One is the a-bit-better-than-the-jungle morality, which sanctions that the strong do best. The other is the all-men-are-brothers morality, which says that the strong have a duty to help the weaker.

This is the morality behind the decision of early 20th century British judges to give trade unions legal privileges in order to force a degree of restraint by employers.

But their decision to prefer the second morality over the first was itself based on enlightened class interest - to prevent the social instability caused by the unrestrained power of employers over employees.

Developed world participants in OECD and WTO deliberations would do well to bear this precedent in mind.

The developed world will not be able to escape the consequences of tipping the playing field even more against developing countries than it has to date. Consequences may include distress migrations, collapsing states, anti-Western social movements, and even terrorism.

Civil society groups should also be paying critical attention to the negotiations for a free-trade agreement between the US and New Zealand.

The US in its other free-trade agreements has taken the WTO agreements as the starting point and required its bilateral partners to meet even tougher conditions - to ban joint-venturing requirements on foreign subsidiaries, for example, further reduce exceptions to patentability, further curb the Government's ability to revoke patents, and commit to never imposing restrictions on the inflow and outflow of hot money.

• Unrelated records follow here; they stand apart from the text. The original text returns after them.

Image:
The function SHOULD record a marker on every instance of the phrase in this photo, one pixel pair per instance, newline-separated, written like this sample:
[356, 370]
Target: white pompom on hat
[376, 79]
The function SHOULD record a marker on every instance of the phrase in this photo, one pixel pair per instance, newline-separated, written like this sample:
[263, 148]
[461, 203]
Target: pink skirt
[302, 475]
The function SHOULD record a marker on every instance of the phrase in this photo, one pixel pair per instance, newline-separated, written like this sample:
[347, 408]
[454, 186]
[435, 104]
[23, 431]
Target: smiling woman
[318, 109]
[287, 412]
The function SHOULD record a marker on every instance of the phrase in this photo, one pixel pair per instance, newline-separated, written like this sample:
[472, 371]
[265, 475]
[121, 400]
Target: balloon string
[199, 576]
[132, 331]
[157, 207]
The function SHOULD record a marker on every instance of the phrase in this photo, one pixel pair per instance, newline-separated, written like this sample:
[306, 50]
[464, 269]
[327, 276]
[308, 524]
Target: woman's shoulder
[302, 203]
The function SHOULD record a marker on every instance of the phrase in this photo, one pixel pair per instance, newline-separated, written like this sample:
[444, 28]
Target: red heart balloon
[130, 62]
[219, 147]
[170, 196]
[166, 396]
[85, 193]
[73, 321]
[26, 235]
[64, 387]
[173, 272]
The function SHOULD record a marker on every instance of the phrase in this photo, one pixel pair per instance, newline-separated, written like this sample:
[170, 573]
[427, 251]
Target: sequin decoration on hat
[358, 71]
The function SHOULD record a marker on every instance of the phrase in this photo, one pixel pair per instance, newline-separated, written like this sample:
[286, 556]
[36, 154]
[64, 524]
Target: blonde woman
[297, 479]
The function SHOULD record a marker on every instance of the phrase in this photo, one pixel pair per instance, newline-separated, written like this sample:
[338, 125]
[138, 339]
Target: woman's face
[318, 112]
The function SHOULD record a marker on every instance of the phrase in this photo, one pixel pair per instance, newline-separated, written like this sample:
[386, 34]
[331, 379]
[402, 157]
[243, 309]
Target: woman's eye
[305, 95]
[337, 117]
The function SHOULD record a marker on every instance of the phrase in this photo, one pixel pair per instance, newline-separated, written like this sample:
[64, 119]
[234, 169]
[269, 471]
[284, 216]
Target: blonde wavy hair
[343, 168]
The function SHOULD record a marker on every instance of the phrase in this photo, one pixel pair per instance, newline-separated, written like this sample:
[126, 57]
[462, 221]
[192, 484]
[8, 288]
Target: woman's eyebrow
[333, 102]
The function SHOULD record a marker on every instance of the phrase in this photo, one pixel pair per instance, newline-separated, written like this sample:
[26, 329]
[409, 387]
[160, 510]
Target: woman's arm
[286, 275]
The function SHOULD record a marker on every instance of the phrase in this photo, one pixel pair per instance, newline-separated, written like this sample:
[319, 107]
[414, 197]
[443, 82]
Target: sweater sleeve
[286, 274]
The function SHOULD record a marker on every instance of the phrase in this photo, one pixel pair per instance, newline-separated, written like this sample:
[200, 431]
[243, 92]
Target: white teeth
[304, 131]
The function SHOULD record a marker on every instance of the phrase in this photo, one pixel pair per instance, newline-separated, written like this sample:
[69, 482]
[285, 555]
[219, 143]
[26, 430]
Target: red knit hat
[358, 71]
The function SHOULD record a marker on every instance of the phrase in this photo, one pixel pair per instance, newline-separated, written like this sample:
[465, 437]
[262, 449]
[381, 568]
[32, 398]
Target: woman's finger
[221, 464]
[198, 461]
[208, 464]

This amounts to a dramatic shrinking of "development space", to say nothing of democratic space. In free-trade agreements with the United States, buyer beware!

Wade's view

Trade liberalisation moves - promoted by Helen Clark in Paris last week - are unfair on Third World countries.

Agreements being pushed by the World Trade Organisation are biased against developing countries.

Countries like the US, which advocate free trade, were strongly protectionist until their economies were strong enough to dominate the rest of the world.

* Robert Hunter Wade is professor of political economy at the London School of Economics, and a graduate of Otago and Victoria.